Securing the construction project - legally

29/05/2010 18:42

Developers are rightly concerned to protect the physical security of construction sites.  But prudent developers and investors will be equally attentive to the need for protecting the legal security of their projects.  This article briefly explores just a few of the available options.  (A longer article could have described latent defects insurance, professional indemnity insurance, and the step-in rights contained in warranties to lenders.)


Performance bonds


An employer may require the contractor to procure a bond from a bank or insurance company as surety or bondsman.  The surety will undertake to meet the employer’s additional costs, up to an agreed maximum, if the contractor fails to perform (usually because of insolvency).  The agreed maximum is typically 10% of the contract sum, which is a rough and ready pre-estimate of the additional cost of paying a second contractor to complete the works.  The surety will charge a substantial premium, which the contractor will recharge to the employer as part of the contract sum.


A bond normally expires at practical completion or when defects appearing during the defects liability period have been made good.


Parent company guarantee


A contractor's ultimate holding company may guarantee the contractor's performance of the contract.  Unlike a bond, a parent company guarantee usually does not expire until six or twelve years after practical completion, so it underpins the contractor’s solvency not only up to practical completion (as a bond does) but also during the subsequent and much longer limitation period.  Moreover, a parent company guarantee usually does not cost the employer any money, whereas a performance bond requires payment of an insurance-type premium.

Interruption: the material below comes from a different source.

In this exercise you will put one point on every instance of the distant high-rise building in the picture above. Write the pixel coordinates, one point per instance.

Collateral warranties and third party rights


The collateral warranty is – or rather, used to be - one of the most important documents in non-contentious construction.  Its main purpose is to provide security for a lender, tenant or buyer ("third party").  It's an agreement under which a consultant, contractor or subcontractor warrants to the third party (essentially) that it has complied (and/or will comply) with its appointment, building contract or subcontract.


It is important that the benefit of the warranty should be freely assignable, usually twice.  Unless it can be assigned by a buyer or tenant the warranty may be far less valuable to him, so assignability makes the property more marketable.


If the third party didn't have this warranty, it would be reluctant to lend money to the developer, or to buy or take a lease of the property.  Warranties therefore enhance both feasibility and marketability.


The Contracts (Rights of Third Parties) Act 1999 now seems to be replacing warranties, thereby reducing the warranty paperchase.